Contrats avec le privé:
Le ministère a impliqué toutes les composantes de l’offre de soins y compris le secteur privé, en concluant des contrats avec les professionnels de ce secteur surtout les médecins spécialistes. A cette fin, le ministère a préparé un projet de décret qui est en cours d’approbation. Il est question d’améliorer l’accueil et d’organiser les circuits des soins.
Le financement:
Les fonds réservés au régime sont estimés à 2,7 milliards de DH, sans compter les salaires, les charges de l’investissement et la gestion du régime. Cette enveloppe budgétaire est estimée à 3 milliards de DH, pour 2012, si l’on considère la hausse du nombre des opérations de traitement atteignant les 4% par an. La structure financière comporte le budget de l’Etat (75%), les communes locales (6%, sur la base de 40 DH pour chaque bénéficiaire pauvre) et la contribution des bénéficiaires en état de précarité (19% sur la base de 120 DH par an pour chaque personne qualifiée, sans dépasser 600 DH par an pour chaque famille). A noter qu’un fonds de solidarité avec les plus défavorisés dans le cadre du projet de loi de Finances sera présenté ce jeudi 15 mars.

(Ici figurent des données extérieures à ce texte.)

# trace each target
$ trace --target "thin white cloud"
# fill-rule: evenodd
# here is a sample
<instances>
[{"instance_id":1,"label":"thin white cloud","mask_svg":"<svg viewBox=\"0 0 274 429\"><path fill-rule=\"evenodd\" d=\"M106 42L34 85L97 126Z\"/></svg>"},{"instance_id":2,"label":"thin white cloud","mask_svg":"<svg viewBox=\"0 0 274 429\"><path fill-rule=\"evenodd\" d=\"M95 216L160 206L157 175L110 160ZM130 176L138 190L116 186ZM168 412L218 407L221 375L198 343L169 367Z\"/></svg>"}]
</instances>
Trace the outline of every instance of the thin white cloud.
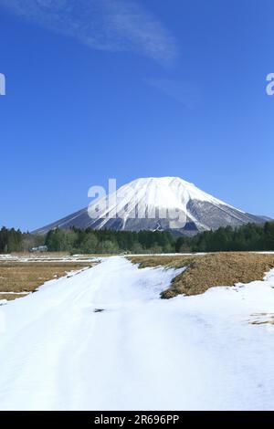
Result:
<instances>
[{"instance_id":1,"label":"thin white cloud","mask_svg":"<svg viewBox=\"0 0 274 429\"><path fill-rule=\"evenodd\" d=\"M163 64L178 54L169 31L133 0L0 0L0 6L93 49L136 52Z\"/></svg>"}]
</instances>

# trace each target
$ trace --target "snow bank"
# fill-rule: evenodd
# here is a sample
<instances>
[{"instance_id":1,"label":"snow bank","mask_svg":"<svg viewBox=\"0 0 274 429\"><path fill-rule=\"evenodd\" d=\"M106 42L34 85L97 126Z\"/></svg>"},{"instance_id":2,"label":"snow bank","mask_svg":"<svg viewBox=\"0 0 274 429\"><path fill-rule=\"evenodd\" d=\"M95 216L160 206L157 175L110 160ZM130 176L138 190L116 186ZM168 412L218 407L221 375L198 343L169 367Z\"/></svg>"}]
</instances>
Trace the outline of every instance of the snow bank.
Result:
<instances>
[{"instance_id":1,"label":"snow bank","mask_svg":"<svg viewBox=\"0 0 274 429\"><path fill-rule=\"evenodd\" d=\"M112 256L1 307L0 409L274 409L274 270L159 299L178 273Z\"/></svg>"}]
</instances>

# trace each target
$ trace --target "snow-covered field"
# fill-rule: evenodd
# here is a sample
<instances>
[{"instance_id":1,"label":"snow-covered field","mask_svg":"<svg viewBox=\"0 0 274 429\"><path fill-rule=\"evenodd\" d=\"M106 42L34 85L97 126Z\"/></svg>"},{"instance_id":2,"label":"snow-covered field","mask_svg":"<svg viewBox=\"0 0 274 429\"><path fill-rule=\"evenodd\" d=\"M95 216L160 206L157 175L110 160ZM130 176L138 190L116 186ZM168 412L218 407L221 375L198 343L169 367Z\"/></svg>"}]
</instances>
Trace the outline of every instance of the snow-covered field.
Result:
<instances>
[{"instance_id":1,"label":"snow-covered field","mask_svg":"<svg viewBox=\"0 0 274 429\"><path fill-rule=\"evenodd\" d=\"M0 307L0 409L273 410L274 270L159 299L177 272L112 256Z\"/></svg>"}]
</instances>

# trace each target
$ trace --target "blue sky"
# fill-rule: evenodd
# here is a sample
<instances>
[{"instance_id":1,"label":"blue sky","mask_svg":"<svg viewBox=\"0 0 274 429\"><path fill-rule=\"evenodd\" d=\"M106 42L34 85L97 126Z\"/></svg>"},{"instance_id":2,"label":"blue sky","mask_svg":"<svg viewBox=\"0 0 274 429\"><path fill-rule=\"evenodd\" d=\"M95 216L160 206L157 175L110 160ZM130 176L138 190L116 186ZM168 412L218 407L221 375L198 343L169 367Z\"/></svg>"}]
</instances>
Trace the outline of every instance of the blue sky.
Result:
<instances>
[{"instance_id":1,"label":"blue sky","mask_svg":"<svg viewBox=\"0 0 274 429\"><path fill-rule=\"evenodd\" d=\"M274 217L272 0L0 0L0 225L180 176Z\"/></svg>"}]
</instances>

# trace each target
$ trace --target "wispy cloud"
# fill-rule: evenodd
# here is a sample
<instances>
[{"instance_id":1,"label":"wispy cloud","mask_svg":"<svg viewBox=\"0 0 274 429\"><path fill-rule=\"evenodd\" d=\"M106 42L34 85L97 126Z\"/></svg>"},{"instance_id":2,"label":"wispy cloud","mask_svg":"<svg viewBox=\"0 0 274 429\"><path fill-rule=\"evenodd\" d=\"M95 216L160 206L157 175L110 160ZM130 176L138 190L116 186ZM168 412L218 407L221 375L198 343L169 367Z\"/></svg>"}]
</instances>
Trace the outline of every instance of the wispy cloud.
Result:
<instances>
[{"instance_id":1,"label":"wispy cloud","mask_svg":"<svg viewBox=\"0 0 274 429\"><path fill-rule=\"evenodd\" d=\"M134 0L0 0L0 6L93 49L136 52L163 64L178 54L169 31Z\"/></svg>"}]
</instances>

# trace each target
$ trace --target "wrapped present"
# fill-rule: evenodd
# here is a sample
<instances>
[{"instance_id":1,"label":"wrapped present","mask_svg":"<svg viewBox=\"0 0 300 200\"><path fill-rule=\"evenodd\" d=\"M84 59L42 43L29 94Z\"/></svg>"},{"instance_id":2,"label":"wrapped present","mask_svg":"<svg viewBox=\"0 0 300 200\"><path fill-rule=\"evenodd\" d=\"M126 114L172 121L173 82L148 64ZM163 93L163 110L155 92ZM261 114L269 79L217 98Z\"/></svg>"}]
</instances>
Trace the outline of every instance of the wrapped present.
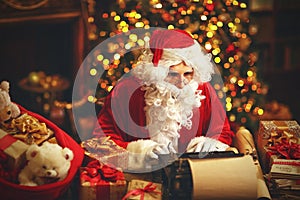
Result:
<instances>
[{"instance_id":1,"label":"wrapped present","mask_svg":"<svg viewBox=\"0 0 300 200\"><path fill-rule=\"evenodd\" d=\"M25 164L28 145L0 129L0 150L6 155L6 168L19 170Z\"/></svg>"},{"instance_id":2,"label":"wrapped present","mask_svg":"<svg viewBox=\"0 0 300 200\"><path fill-rule=\"evenodd\" d=\"M69 169L67 177L62 181L57 181L50 184L41 186L24 186L0 176L0 194L1 199L22 199L22 200L53 200L60 198L70 188L75 175L78 172L79 167L82 165L84 152L80 145L72 139L66 132L56 126L50 120L43 116L26 110L22 106L18 105L22 113L28 113L28 115L37 118L40 122L45 123L49 129L53 130L57 143L62 147L68 147L74 153L74 158L71 161L71 167Z\"/></svg>"},{"instance_id":3,"label":"wrapped present","mask_svg":"<svg viewBox=\"0 0 300 200\"><path fill-rule=\"evenodd\" d=\"M81 143L85 154L101 163L113 165L126 170L128 168L128 151L118 146L107 137L94 137Z\"/></svg>"},{"instance_id":4,"label":"wrapped present","mask_svg":"<svg viewBox=\"0 0 300 200\"><path fill-rule=\"evenodd\" d=\"M98 160L80 169L80 200L120 200L126 188L124 174Z\"/></svg>"},{"instance_id":5,"label":"wrapped present","mask_svg":"<svg viewBox=\"0 0 300 200\"><path fill-rule=\"evenodd\" d=\"M39 145L54 134L47 127L46 123L40 122L36 117L28 113L23 113L9 123L2 124L1 128L26 144L35 143Z\"/></svg>"},{"instance_id":6,"label":"wrapped present","mask_svg":"<svg viewBox=\"0 0 300 200\"><path fill-rule=\"evenodd\" d=\"M274 179L300 179L300 160L287 160L275 158L272 160L270 171Z\"/></svg>"},{"instance_id":7,"label":"wrapped present","mask_svg":"<svg viewBox=\"0 0 300 200\"><path fill-rule=\"evenodd\" d=\"M162 184L143 180L131 180L128 183L127 194L122 200L160 200Z\"/></svg>"},{"instance_id":8,"label":"wrapped present","mask_svg":"<svg viewBox=\"0 0 300 200\"><path fill-rule=\"evenodd\" d=\"M300 126L297 121L260 121L257 149L265 173L271 158L300 159Z\"/></svg>"}]
</instances>

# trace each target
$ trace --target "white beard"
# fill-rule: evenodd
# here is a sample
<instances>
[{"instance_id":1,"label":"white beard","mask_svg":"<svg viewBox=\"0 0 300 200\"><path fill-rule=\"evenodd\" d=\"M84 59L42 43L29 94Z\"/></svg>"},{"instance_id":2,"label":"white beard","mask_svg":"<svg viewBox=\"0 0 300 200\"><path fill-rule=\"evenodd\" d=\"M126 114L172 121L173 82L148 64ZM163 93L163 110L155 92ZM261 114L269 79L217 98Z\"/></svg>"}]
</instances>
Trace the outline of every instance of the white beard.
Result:
<instances>
[{"instance_id":1,"label":"white beard","mask_svg":"<svg viewBox=\"0 0 300 200\"><path fill-rule=\"evenodd\" d=\"M178 152L179 131L192 128L193 109L201 106L202 91L198 83L191 81L182 89L161 81L156 85L144 86L145 112L150 139L173 147Z\"/></svg>"}]
</instances>

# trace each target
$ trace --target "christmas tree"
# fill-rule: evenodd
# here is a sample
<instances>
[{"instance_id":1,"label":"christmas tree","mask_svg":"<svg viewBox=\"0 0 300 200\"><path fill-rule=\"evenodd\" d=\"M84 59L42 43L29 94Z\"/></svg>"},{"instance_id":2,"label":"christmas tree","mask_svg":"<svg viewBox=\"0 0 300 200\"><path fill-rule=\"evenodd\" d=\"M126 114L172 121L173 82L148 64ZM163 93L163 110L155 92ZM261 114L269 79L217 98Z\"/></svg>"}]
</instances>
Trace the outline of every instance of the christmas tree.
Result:
<instances>
[{"instance_id":1,"label":"christmas tree","mask_svg":"<svg viewBox=\"0 0 300 200\"><path fill-rule=\"evenodd\" d=\"M84 4L89 50L119 33L132 29L161 27L183 29L212 54L224 85L213 83L225 102L230 122L254 129L263 114L267 89L259 79L258 52L251 39L257 27L251 24L248 4L237 0L87 0ZM119 48L142 46L144 41L128 34L129 40L109 44L111 53ZM134 44L133 44L134 43ZM114 60L104 54L95 55L106 70L98 81L99 89L90 101L105 96L116 81L134 67L136 55L114 54ZM90 75L97 73L90 70Z\"/></svg>"}]
</instances>

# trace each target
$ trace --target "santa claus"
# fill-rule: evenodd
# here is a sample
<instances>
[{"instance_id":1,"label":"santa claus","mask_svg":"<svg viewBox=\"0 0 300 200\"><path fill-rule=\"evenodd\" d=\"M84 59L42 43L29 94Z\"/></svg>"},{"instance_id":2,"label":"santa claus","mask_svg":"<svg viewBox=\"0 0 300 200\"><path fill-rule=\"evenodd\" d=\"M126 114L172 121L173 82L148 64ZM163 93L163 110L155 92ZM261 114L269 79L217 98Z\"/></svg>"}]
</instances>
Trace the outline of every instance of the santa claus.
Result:
<instances>
[{"instance_id":1,"label":"santa claus","mask_svg":"<svg viewBox=\"0 0 300 200\"><path fill-rule=\"evenodd\" d=\"M234 133L209 83L210 54L182 30L157 29L149 45L107 96L93 134L131 152L137 168L161 154L228 149Z\"/></svg>"}]
</instances>

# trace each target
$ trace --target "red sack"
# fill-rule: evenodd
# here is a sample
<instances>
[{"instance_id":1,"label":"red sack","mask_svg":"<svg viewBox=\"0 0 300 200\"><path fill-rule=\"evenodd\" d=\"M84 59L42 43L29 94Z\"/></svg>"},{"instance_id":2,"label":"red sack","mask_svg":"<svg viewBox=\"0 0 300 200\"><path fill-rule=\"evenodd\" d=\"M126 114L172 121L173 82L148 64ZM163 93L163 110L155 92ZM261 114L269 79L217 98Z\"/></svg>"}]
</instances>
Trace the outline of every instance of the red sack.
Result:
<instances>
[{"instance_id":1,"label":"red sack","mask_svg":"<svg viewBox=\"0 0 300 200\"><path fill-rule=\"evenodd\" d=\"M31 187L18 185L9 182L3 177L0 177L0 198L5 200L54 200L60 197L64 192L67 191L73 178L75 177L79 167L82 164L84 151L80 145L73 140L67 133L61 130L51 121L38 115L36 113L30 112L25 108L20 107L22 113L28 113L29 115L36 117L40 122L46 123L47 127L54 131L54 135L59 145L62 147L68 147L74 153L74 158L71 161L71 167L68 176L62 180L55 183L45 184L41 186Z\"/></svg>"}]
</instances>

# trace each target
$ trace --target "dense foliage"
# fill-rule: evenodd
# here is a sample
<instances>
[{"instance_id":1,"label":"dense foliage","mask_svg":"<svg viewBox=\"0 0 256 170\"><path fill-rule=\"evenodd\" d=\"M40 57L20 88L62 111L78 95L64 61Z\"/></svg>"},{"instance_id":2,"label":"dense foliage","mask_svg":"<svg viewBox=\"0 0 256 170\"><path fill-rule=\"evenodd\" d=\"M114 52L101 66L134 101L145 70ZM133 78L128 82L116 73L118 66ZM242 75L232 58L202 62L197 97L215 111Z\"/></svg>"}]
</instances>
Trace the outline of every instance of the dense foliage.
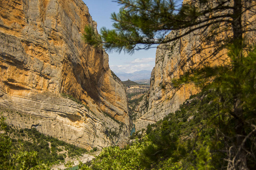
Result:
<instances>
[{"instance_id":1,"label":"dense foliage","mask_svg":"<svg viewBox=\"0 0 256 170\"><path fill-rule=\"evenodd\" d=\"M183 4L182 1L174 0L115 1L121 8L118 13L112 15L114 29L102 28L98 35L92 27L86 26L86 43L103 44L106 49L132 53L195 33L204 35L203 41L218 51L234 41L241 46L238 40L242 34L253 31L247 26L255 24L255 20L249 18L242 23L243 14L255 12L254 1L196 0L184 1ZM178 31L175 36L166 37L170 31Z\"/></svg>"},{"instance_id":2,"label":"dense foliage","mask_svg":"<svg viewBox=\"0 0 256 170\"><path fill-rule=\"evenodd\" d=\"M64 163L67 156L86 152L56 138L45 135L35 128L17 130L7 125L1 116L0 164L2 169L48 169Z\"/></svg>"},{"instance_id":3,"label":"dense foliage","mask_svg":"<svg viewBox=\"0 0 256 170\"><path fill-rule=\"evenodd\" d=\"M238 52L231 48L230 65L204 68L174 82L194 81L203 88L175 113L148 125L144 137L137 131L132 137L137 141L131 146L105 148L90 168L82 164L80 168L253 169L256 167L256 48L239 61ZM215 79L210 82L213 75Z\"/></svg>"}]
</instances>

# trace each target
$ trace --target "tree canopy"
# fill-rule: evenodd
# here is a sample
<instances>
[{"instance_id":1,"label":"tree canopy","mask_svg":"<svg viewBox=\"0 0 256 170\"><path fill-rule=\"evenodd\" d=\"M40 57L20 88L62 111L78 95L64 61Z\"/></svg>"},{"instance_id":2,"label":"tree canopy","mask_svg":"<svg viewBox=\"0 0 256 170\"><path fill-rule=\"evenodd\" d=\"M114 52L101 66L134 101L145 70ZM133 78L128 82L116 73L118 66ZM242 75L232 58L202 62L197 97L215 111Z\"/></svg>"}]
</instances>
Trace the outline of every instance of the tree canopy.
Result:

Accès aux médicaments essentiels
Il s’agit d’augmenter les fonds alloués pour financer l’assistance médicale et qui ont atteint 1.948 millions de DH en plus d’une enveloppe budgétaire estimée à 1,17 milliard de DH qui sera progressivement débloquée, dans le cadre de la loi de Finance pour l’année en cours. Ceci permettra aux établissements de santé d’accéder aux médicaments essentiels de façon régulière en particulier ceux liés à certaines maladies chroniques, tels que l’insuline, les médicaments du cancer, du dialyse et des maladies mentales et psychologiques.

L’offre de santé

L’Etat met à la disposition des bénéficiaires 2.581 établissements de soins de santé de base, dont 2.030 centres de santé et 111 hôpitaux provinciaux et préfectoraux, 12 hôpitaux régionaux et 19 centres hospitaliers universitaires. Tout en mettant l’accent sur le renforcement du dispositif de soins d’urgence à travers la création de 80 unités médicales équipées, l’organisation de caravanes médicales spécialisées au niveau des provinces et la mise en place d’une unité de consultation médicale hebdomadaire fixe pour les personnes souffrant de diabète et d’hypertension, outre l’augmentation du nombre des unités médicales mobiles (602 unités de soins médicaux et 19 unités de soins dentaires).